Al menos 6.700 musulmanes de etnia rohinya fueron asesinados entre agosto y septiembre en un operativo de las fuerzas de seguridad de Myanmar, según una investigación de campo de la ONG internacional Médicos Sin Fronteras (MSF) publicada el jueves.

La encuesta realizada por el grupo en campos de refugiados en Bangladesh estimó que al menos 9.000 rohinya perdieron la vida por diversas causas en el estado birmano de Rakhine entre el 25 de agosto y el 24 de septiembre. Más del 70% de los decesos fueron resultado de la violencia, agregó MSF en un comunicado.

MSF señaló que la cifra incluye al menos 730 víctimas menores de cinco años.

Unos 630.000 rohinya huyeron de Myanmar a Bangladesh escapando de lo que Naciones Unidas califica de "limpieza étnica".

"El repunte de las muertes coincide con el inicio de las últimas ‘operaciones de limpieza’ de las fuerzas de seguridad de Myanmar en agosto”, dijo la directora médica de la ONG, Sidney Wong, en un comunicado.

Las conclusiones de la encuesta fueron impactantes, tanto en términos del número de personas que reportaron la muerte de un familiar como resultado de la violencia como los métodos empleados, agregó.

Según MSF, entre los menores de 5 años, más del 59% de los fallecidos en ese periodo habrían sido víctimas de balaceras, el 15% se quemaron vivos en sus casas y el 2% por la explosión de minas antipersona.

El Ministerio de Información de Myanmar dijo que 400 personas perdieron la vida tras los ataques a puestos policiales perpetrados por insurgentes rohinya el 25 de agosto, y apuntó que la mayoría eran “terroristas extremistas” que perecieron durante las operaciones militares.

Grupos internacionales de ayuda y de derechos humanos acusaron al ejército de provocar incendios y de asesinar y violar a los residentes en las aldeas rohinya.
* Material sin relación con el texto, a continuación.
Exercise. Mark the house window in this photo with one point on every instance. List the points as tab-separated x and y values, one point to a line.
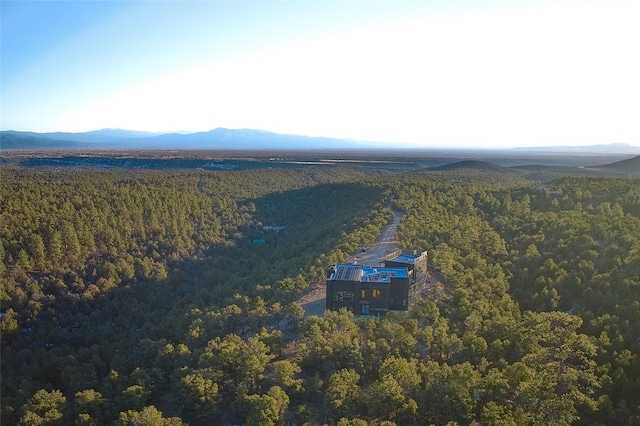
378	293
342	296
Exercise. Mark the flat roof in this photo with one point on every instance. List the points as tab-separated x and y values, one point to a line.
349	272
407	258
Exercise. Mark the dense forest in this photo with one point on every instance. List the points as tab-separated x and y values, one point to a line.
155	297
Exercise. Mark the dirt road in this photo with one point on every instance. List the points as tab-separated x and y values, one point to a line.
387	242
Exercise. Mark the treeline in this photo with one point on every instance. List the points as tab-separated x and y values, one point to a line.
149	261
535	323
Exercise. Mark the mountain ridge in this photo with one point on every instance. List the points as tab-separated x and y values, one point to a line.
224	138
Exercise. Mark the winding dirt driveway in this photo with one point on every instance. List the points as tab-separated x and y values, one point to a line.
313	302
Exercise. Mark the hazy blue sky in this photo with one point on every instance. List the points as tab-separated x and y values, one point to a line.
434	72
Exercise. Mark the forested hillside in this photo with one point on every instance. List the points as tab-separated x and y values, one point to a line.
158	297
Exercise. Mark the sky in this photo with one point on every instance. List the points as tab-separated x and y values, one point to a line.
432	73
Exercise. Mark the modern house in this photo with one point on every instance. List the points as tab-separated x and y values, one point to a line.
416	264
366	290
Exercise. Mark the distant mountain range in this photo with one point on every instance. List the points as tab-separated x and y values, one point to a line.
219	138
612	148
227	139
Las autoridades birmanas culpan a los insurgentes rohinya de la violencia.

Más de un millón de musulmanes de etnia rohinya viven en Myanmar desde hace generaciones, aunque las autoridades los despojaron de la ciudadanía, les niegan casi todos sus derechos y los consideran apátridas.

Desde el inicio de las operaciones militares en Rakhine, de mayoría rohinya, el gobierno civil ha impedido que periodistas, observadores internacionales y cooperantes visiten por libre la región.

MSF dijo que el número de víctimas mortales podría ser una estimación a la baja “porque no hemos entrevistado a todos los refugiados reasentados en Bangladesh y porque la encuesta no representa a las familias que nunca lograron salir de Myanmar".